Meeting between Donald Trump and Vladimir Putin in Alaska over Ukraine in August 2025

The 2025 Russia–United States Summit (also known as the Trump–Putin Summit in Alaska) was a summit meeting between United States president Donald Trump and Russian president Vladimir Putin. It was held on August 15, 2025, at Joint Base Elmendorf–Richardson in Anchorage, Alaska. The main topic of discussion was the ongoing Russo-Ukrainian war. The summit ended without an agreement being announced, although Trump later intimated that in his view the onus was now on Ukraine to cede territory in order to end the war.

It was the first time Putin was invited to a Western country since he ordered the full-scale Russian invasion of Ukraine in 2022. Putin faces an arrest warrant issued by the International Criminal Court (of which the U.S. is not a member) for alleged war crimes. It was also the first time that a Russian presidential visit to the United States has been held on a U.S. military property.

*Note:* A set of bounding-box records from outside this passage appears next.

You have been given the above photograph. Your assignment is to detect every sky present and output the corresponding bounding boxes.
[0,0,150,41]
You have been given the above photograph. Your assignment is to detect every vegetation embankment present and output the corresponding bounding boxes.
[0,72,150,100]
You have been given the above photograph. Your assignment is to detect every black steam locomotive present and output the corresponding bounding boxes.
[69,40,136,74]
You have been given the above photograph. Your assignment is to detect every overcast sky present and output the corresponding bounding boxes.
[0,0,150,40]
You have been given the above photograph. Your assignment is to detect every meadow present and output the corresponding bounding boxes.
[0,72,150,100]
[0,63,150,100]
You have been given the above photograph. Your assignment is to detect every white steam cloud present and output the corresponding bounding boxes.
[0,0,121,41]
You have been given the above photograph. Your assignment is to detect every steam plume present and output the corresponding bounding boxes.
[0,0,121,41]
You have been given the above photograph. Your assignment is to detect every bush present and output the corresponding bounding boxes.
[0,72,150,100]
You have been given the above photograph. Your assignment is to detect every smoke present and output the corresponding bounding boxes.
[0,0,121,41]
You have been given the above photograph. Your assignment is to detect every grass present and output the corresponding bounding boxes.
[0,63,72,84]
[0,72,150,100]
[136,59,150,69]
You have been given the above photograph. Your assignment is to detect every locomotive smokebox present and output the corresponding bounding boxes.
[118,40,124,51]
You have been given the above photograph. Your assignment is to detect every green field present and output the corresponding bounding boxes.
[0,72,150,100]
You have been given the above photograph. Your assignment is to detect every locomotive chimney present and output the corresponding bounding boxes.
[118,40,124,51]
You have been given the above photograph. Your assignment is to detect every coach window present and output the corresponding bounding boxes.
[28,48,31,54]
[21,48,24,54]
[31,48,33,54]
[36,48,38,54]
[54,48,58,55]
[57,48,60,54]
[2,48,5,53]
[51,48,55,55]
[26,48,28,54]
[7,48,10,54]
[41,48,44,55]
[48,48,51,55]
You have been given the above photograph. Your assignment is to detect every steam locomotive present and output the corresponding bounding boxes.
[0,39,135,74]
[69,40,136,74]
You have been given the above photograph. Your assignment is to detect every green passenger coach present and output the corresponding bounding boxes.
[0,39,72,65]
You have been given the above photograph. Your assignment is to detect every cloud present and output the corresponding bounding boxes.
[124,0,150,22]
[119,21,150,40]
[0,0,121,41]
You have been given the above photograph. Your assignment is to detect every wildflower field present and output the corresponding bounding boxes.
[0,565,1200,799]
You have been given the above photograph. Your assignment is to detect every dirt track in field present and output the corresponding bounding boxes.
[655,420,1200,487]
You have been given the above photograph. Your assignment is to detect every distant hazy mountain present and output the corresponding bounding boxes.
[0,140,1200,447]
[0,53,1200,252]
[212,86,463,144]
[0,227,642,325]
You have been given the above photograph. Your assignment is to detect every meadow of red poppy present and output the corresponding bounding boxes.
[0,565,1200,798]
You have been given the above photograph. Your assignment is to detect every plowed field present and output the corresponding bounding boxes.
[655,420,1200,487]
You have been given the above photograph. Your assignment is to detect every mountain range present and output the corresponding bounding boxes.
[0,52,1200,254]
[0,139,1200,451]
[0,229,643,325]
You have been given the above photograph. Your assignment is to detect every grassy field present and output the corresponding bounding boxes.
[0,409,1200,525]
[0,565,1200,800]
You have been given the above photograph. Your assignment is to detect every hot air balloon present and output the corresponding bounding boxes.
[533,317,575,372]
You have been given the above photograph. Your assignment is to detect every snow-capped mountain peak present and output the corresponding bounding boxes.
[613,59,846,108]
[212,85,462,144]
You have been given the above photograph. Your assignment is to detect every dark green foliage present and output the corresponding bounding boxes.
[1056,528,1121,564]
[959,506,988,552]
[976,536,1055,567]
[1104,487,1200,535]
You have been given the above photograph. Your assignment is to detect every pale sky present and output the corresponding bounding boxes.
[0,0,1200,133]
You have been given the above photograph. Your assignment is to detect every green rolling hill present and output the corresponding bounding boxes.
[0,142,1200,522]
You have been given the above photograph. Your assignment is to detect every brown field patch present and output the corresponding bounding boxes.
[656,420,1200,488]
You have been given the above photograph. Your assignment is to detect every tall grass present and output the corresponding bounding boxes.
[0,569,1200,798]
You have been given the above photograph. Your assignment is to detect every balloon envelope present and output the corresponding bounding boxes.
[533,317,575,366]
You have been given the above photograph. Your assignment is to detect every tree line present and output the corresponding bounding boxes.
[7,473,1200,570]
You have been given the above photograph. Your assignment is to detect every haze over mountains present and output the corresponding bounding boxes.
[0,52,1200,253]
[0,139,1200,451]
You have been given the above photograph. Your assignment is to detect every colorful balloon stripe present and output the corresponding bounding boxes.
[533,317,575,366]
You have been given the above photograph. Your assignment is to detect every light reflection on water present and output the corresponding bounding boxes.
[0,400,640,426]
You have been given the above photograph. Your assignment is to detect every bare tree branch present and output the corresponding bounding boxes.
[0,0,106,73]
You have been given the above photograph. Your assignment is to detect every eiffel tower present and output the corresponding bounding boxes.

It was the first meeting between Trump and Putin since Trump was reelected in 2024, the first between them as sitting presidents since their last meeting in 2019 in Osaka, their first summit since the 2018 Helsinki Summit, and the first meeting between presidents of both countries since the Russian invasion of Ukraine, which occurred eight months after the 2021 Geneva Summit between Joe Biden and Putin. It was Putin's first visit to the United States since 2015 when he attended the 70th session of the United Nations General Assembly in New York City. It was also the first US-hosted meeting between the presidents of Russia and the United States since 2007, when Putin met with George W. Bush in Maine.

== Background ==

Russian president Vladimir Putin and US president Donald Trump at the G20 summit in Osaka, Japan, June 2019

In February 2022, Putin ordered the full-scale Russian invasion of Ukraine, starting the deadliest war in Europe since World War II. During the 2024 presidential election, then-presidential candidate Donald Trump campaigned with a promise to end the war on his first day in office. Trump became president in January 2025. On February 12, 2025, he held a surprise phone call with Putin which led to negotiations between Russia and the U.S. for the first time since the invasion.

Later that month, U.S. Secretary of State Marco Rubio met with Russian Foreign Minister Sergey Lavrov in Saudi Arabia to discuss improving Russia–United States relations and plans to end the war in Ukraine. The meeting laid the groundwork for a future meeting between Putin and Trump, with Kremlin spokesperson Dmitry Peskov saying the meeting could take place before the end of February, though this did not end up happening. Over the following months, Trump continued to communicate with Putin through phone calls and Truth Social posts.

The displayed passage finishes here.